Florida State Relies on Winning Experience
Senior midfielder Jenna Nighswonger booted the ball down field. Fellow senior LeiLanni Nesbeth chased after it. Sixth year graduate student Clara Robbins brushed an opponent aside. All the while, a coach with 25 years of college experience directed play from the sidelines.
And as the clock ran down in Florid State’s 1-0 win over Arkansas in the NCAA Tournament quarterfinal, its veteran team allowed itself a moment of celebration. And for most of the squad, it was a familiar mood. The Seminoles make for an experienced group, something they’ve leaned on to get this far. And ahead of the College Cup this weekend, they will be relying on those veteran heads to come together one last time.
“I'm lucky to be the coach of a group of kids who are very experienced at a high level,” head coach Brian Pensky said.
The Seminoles have some of the most experienced players in the College Cup — one of which will be playing in her fifth national semifinal. They are led by a veteran head coach, complemented by a seasoned staff. Among a fresh-faced final four — which includes a College Cup debutant — those extra years of tournament experience might just make a difference.
“Experience, in all walks of life, just breeds confidence,” Pensky said.
Florida State has made three College Cups in a row, and won two of the last five. And some players from that impressive run are still on the squad. Robbins was a regular fixture in the lineup back in the Seminoles’ 2018 title winning squad. Nighswonger and Heather Payne are set to appear in their third College Cup. And although Pensky was on a different sideline — overseeing a surging Tennessee team — he is no stranger to big games, either.
That veteran presence has served the Seminoles well so far this season. They are 17-2-3, and haven’t lost since October 20. They rarely look threatened, either. The Seminoles allow less than four shots on target per game, and have only conceded multiple goals on three times. Such a record is largely down to a well-drilled system composed of an experienced squad. Florida State only starts one freshman, and rarely dips into its bench for additional minutes. That age is evident in crucial positions. Cristina Roque, an All-Conference goalkeeper, has a college College Cup to her name. Nighswonger, the center of Florida State’s attack, has appeared in four final four matches. And Robbins, the anchor of everything, has been at the school since 2017.
Those three players have been crucial in recent weeks. Nighswonger has enjoyed her best year in a Florida State jersey, with 22 goal contributions to her name. Roque’s save percentage is now at .826, and she saved the game winning penalty to bounce Notre Dame from the ACC Tournament on November 3. Robbins, meanwhile, is as reliable as ever and posted an impressive performance as the Seminoles held off late pressure from Arkansas last weekend.

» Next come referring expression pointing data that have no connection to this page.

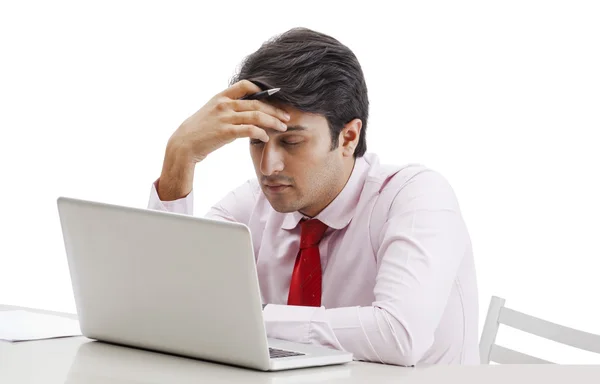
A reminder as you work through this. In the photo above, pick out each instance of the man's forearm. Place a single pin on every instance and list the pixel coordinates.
(177, 176)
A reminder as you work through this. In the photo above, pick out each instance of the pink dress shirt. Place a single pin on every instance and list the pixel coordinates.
(399, 282)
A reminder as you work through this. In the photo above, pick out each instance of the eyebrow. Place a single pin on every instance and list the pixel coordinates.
(291, 128)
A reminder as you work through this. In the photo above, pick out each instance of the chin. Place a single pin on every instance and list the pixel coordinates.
(282, 207)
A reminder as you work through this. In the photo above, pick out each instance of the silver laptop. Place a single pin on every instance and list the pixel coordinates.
(173, 283)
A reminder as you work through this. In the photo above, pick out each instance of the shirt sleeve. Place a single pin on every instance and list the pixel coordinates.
(422, 244)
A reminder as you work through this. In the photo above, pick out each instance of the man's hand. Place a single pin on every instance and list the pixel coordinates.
(220, 121)
(225, 118)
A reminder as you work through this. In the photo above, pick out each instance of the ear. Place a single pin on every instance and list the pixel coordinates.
(349, 137)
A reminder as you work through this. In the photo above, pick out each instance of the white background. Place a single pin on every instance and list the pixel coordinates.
(501, 97)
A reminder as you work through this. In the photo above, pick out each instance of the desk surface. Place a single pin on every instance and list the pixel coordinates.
(77, 360)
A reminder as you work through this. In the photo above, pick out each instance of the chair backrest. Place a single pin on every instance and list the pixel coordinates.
(499, 314)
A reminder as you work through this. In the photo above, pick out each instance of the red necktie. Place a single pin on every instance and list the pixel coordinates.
(305, 285)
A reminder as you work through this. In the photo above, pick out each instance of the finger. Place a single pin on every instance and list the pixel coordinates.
(258, 118)
(241, 89)
(248, 130)
(257, 105)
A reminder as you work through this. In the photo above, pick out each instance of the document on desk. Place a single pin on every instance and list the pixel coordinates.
(21, 325)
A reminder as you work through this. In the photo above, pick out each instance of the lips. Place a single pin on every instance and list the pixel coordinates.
(275, 188)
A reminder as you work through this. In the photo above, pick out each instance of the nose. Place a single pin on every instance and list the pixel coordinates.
(271, 161)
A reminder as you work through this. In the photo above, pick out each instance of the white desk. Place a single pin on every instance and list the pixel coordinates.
(78, 360)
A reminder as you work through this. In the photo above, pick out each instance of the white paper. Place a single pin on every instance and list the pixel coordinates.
(20, 325)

It was a showing that epitomized the Seminoles’ adaptability. Though the team has a recognizable style of play — incise passing with a utilization of pacey forwards — the management of moments of pressure has been crucial. And only with experience can those instances be navigated, Pensky said.

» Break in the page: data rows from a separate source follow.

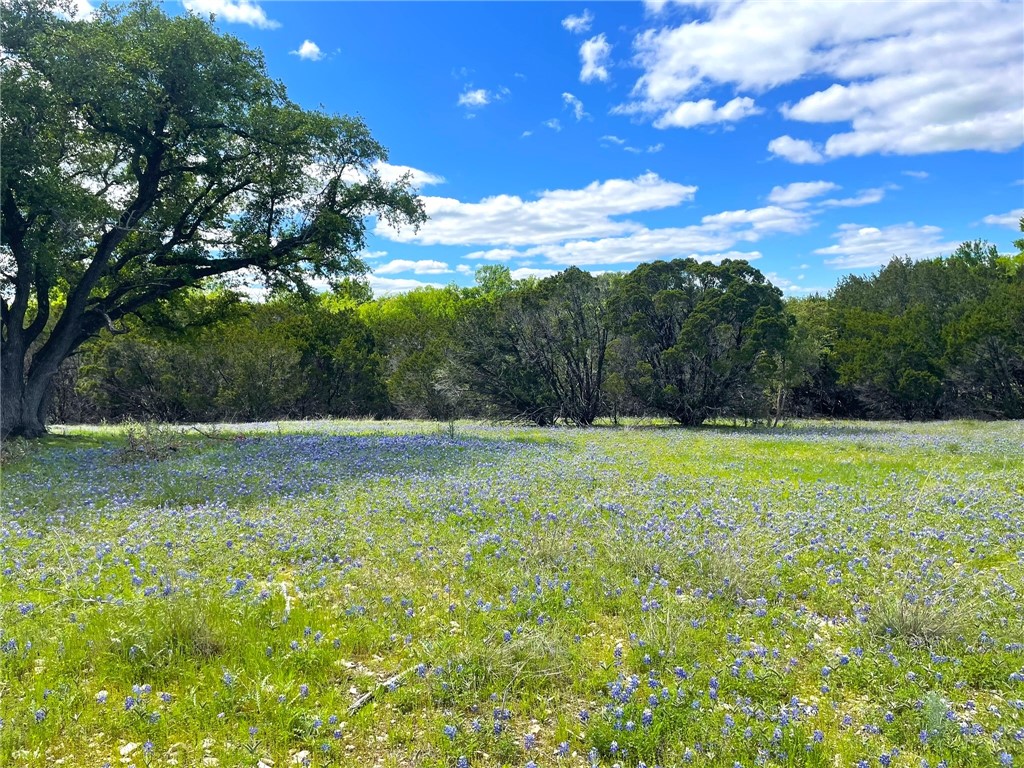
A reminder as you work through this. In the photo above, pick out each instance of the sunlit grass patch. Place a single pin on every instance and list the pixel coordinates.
(390, 593)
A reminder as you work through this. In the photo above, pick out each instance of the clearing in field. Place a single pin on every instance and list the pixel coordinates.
(395, 594)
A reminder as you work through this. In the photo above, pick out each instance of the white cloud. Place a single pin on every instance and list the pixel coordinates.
(524, 272)
(864, 198)
(423, 266)
(862, 247)
(554, 216)
(906, 77)
(800, 192)
(594, 54)
(308, 50)
(714, 239)
(654, 6)
(387, 172)
(647, 245)
(792, 287)
(1011, 218)
(577, 105)
(579, 25)
(391, 173)
(474, 98)
(233, 11)
(705, 112)
(388, 286)
(795, 150)
(495, 254)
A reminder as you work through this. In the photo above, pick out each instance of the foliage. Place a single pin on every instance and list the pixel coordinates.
(938, 337)
(695, 334)
(145, 153)
(539, 351)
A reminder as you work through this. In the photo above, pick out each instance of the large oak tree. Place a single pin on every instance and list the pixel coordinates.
(144, 154)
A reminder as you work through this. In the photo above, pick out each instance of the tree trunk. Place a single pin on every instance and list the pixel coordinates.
(23, 402)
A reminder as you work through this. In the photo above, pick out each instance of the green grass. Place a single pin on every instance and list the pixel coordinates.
(816, 595)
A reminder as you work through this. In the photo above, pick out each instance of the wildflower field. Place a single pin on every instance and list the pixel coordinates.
(407, 595)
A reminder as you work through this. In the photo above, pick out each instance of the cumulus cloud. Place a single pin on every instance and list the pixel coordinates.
(577, 105)
(387, 172)
(579, 25)
(864, 198)
(706, 112)
(524, 272)
(795, 150)
(508, 220)
(422, 266)
(860, 247)
(233, 11)
(391, 173)
(495, 254)
(793, 288)
(594, 55)
(1011, 218)
(800, 192)
(892, 77)
(474, 98)
(308, 50)
(389, 286)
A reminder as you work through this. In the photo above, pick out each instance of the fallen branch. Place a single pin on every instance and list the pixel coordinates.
(391, 683)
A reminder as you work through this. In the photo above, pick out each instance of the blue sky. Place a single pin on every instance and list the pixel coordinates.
(813, 138)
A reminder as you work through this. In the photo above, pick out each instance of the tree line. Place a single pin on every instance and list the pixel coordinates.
(690, 341)
(147, 158)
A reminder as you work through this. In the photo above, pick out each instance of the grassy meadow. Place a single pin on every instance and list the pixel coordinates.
(396, 594)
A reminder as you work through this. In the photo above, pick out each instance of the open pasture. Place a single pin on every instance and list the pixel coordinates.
(818, 595)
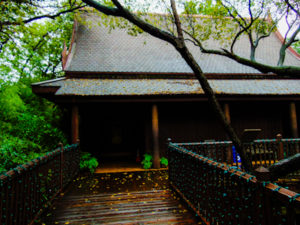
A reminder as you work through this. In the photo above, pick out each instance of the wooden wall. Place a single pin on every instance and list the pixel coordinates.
(102, 123)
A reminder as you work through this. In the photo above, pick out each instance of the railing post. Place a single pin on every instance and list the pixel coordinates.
(280, 147)
(229, 154)
(61, 165)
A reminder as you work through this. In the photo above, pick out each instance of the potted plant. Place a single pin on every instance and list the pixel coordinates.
(164, 162)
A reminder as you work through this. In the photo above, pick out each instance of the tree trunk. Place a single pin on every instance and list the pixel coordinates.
(284, 167)
(188, 57)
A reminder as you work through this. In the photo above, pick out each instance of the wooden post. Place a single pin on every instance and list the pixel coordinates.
(280, 147)
(61, 165)
(293, 116)
(75, 124)
(227, 112)
(155, 134)
(229, 149)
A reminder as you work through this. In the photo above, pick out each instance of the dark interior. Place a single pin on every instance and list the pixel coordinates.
(113, 132)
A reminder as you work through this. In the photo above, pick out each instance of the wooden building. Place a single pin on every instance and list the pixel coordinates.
(128, 94)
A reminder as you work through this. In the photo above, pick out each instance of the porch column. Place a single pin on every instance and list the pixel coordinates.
(155, 135)
(75, 124)
(227, 112)
(293, 116)
(229, 149)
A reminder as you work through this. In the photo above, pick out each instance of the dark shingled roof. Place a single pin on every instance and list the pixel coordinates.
(128, 87)
(95, 49)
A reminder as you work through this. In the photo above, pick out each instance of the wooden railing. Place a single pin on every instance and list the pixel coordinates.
(260, 152)
(222, 194)
(28, 188)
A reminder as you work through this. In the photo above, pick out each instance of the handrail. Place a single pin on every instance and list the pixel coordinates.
(28, 188)
(222, 194)
(262, 152)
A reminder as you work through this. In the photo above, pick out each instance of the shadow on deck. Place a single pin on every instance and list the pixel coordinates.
(119, 198)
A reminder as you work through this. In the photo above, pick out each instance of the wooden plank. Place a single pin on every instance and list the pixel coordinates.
(149, 207)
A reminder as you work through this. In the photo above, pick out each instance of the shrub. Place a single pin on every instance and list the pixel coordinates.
(164, 161)
(147, 162)
(87, 161)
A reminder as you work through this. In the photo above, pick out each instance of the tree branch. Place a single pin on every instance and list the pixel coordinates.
(8, 23)
(177, 20)
(291, 7)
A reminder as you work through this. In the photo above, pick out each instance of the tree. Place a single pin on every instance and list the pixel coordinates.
(256, 28)
(31, 42)
(32, 34)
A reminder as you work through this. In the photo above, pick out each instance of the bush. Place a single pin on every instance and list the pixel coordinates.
(87, 161)
(164, 161)
(147, 162)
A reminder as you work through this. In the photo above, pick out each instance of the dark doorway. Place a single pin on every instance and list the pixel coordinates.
(113, 132)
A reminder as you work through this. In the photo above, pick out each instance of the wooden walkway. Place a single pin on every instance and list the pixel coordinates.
(126, 205)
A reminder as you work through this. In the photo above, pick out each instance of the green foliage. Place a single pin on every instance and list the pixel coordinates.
(164, 161)
(33, 49)
(29, 126)
(147, 162)
(296, 46)
(88, 162)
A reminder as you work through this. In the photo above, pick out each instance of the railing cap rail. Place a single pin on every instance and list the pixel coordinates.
(288, 195)
(18, 170)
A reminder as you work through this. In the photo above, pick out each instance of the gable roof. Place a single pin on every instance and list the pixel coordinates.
(169, 87)
(98, 50)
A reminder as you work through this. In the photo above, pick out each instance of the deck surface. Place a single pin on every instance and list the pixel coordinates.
(119, 198)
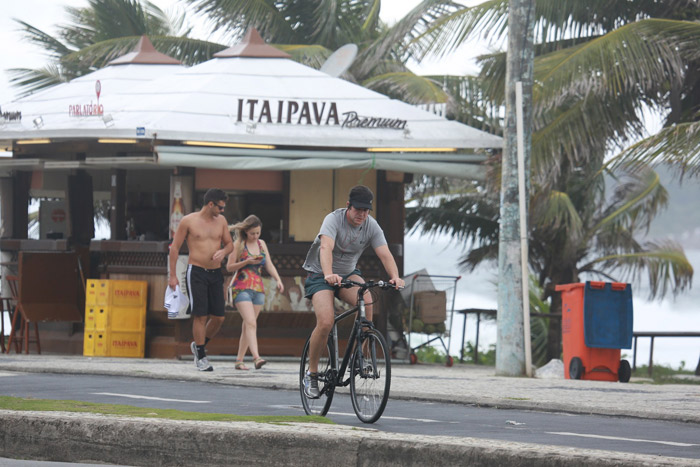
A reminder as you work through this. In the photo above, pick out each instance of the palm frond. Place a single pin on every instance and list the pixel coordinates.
(469, 102)
(29, 81)
(554, 210)
(409, 87)
(641, 55)
(467, 217)
(667, 268)
(635, 202)
(237, 16)
(44, 41)
(310, 55)
(400, 36)
(677, 146)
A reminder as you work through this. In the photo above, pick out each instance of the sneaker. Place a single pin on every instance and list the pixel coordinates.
(311, 386)
(202, 364)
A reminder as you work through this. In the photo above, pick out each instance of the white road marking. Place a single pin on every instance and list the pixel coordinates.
(385, 417)
(132, 396)
(616, 438)
(348, 414)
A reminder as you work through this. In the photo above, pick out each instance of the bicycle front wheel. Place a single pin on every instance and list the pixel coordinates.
(326, 385)
(371, 376)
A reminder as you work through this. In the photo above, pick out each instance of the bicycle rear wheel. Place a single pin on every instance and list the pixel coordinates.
(371, 376)
(321, 405)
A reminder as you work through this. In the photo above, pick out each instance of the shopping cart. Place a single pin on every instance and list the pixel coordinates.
(431, 300)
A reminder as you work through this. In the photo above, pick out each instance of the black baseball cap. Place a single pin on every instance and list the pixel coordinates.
(361, 197)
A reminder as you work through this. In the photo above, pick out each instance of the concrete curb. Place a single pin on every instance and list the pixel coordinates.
(651, 411)
(69, 437)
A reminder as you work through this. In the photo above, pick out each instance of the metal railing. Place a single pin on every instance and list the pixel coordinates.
(654, 335)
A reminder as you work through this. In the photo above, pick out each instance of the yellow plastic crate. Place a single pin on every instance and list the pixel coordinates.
(101, 348)
(126, 344)
(127, 318)
(89, 344)
(96, 317)
(97, 292)
(128, 293)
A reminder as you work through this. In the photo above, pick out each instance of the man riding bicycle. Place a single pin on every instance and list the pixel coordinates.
(344, 235)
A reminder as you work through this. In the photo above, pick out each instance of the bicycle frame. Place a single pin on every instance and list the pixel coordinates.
(360, 322)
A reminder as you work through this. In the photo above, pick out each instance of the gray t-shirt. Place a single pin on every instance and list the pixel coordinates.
(350, 242)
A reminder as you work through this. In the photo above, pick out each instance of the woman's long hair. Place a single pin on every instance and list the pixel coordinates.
(240, 229)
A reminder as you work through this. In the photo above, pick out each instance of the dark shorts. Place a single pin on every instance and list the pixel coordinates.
(316, 282)
(205, 287)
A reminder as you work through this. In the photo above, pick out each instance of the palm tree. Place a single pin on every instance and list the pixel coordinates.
(576, 230)
(598, 66)
(309, 31)
(95, 34)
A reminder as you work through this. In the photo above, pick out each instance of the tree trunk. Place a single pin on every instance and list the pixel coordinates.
(510, 354)
(554, 330)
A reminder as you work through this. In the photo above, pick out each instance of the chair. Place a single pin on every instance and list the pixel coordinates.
(5, 307)
(20, 325)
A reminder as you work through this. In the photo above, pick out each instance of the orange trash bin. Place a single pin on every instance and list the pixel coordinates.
(584, 357)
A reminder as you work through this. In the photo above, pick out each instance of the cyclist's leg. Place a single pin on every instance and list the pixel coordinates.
(323, 308)
(350, 296)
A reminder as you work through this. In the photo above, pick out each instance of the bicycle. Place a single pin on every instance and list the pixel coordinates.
(366, 355)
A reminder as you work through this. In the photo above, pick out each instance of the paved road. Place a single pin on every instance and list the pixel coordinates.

There is, in truth, more to the Seminoles than their average age. The roster features All-Conference and All-American talent. The Seminoles have playmakers, goalscorers and one of the nation’s best netminders. They have already beaten semifinal opponent North Carolina, and seem to match up well with both Alabama and UCLA — should either advance to Monday’s final.

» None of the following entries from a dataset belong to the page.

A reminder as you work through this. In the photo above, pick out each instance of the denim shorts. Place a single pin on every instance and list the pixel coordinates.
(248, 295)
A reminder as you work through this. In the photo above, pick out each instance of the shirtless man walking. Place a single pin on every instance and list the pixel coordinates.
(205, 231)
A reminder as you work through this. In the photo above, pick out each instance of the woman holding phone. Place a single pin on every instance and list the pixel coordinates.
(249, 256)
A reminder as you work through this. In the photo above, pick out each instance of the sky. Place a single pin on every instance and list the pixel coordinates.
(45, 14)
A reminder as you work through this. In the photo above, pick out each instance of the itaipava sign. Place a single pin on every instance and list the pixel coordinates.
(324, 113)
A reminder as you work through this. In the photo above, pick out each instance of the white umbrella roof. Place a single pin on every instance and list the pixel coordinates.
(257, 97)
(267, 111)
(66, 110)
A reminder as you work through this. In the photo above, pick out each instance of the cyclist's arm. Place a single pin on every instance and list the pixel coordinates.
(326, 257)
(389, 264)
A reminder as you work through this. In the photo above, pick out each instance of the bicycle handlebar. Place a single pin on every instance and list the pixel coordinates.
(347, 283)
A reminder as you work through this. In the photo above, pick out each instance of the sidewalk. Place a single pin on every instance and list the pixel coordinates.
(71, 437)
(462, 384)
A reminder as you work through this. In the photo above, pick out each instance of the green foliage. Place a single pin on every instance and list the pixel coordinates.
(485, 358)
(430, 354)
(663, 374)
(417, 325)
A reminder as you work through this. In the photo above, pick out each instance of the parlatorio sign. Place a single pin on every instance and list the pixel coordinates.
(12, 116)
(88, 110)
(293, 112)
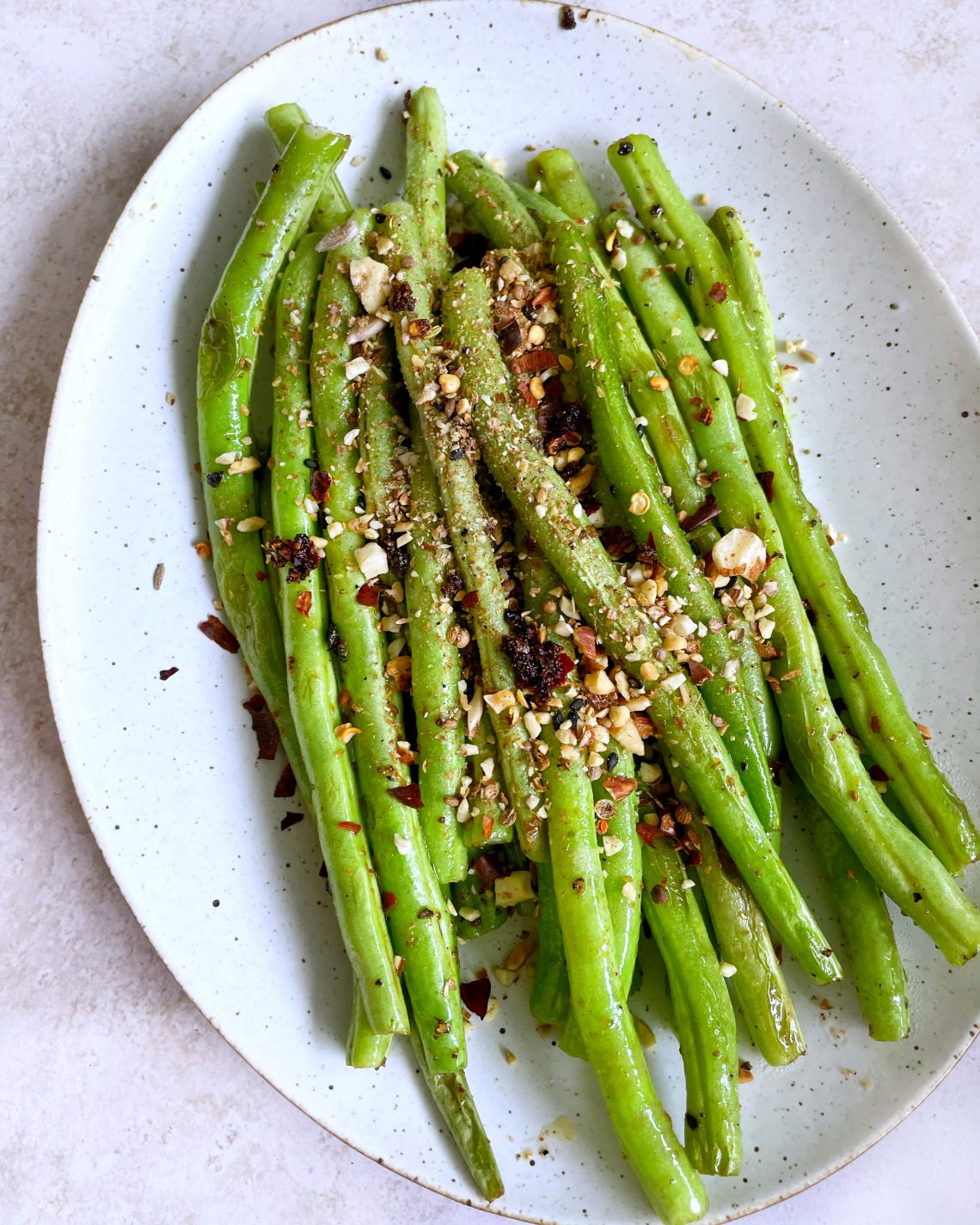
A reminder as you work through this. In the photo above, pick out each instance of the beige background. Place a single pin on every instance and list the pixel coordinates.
(118, 1101)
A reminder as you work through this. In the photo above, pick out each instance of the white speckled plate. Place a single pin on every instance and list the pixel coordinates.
(166, 771)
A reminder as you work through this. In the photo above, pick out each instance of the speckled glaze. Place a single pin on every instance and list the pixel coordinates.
(885, 428)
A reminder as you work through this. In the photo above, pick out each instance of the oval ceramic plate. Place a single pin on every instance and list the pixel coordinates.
(167, 772)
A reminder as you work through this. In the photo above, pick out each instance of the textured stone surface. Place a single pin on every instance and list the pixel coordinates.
(118, 1101)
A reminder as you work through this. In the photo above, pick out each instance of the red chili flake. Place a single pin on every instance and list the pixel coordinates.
(402, 297)
(487, 870)
(619, 787)
(300, 555)
(409, 795)
(320, 484)
(369, 594)
(264, 726)
(218, 633)
(541, 666)
(707, 511)
(533, 362)
(285, 787)
(475, 996)
(706, 414)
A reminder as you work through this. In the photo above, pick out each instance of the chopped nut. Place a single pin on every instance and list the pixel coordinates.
(738, 553)
(640, 502)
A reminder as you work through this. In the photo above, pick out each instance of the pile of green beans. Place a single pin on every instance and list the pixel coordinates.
(526, 582)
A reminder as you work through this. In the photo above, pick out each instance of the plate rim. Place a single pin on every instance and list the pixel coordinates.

Those other three teams, though, come into the weekend with fewer stops on the big stage. North Carolina hasn’t won a national championship since 2012. UCLA hasn’t claimed one since 2013. And Alabama is making its first College Cup appearance in history. So, in big matches, that extra edge, that extra age, could make all the difference.
“[Florida State’s] experience is going to allow them to show up and just play the game and hopefully within that, their soccer can be their best,” Pensky said.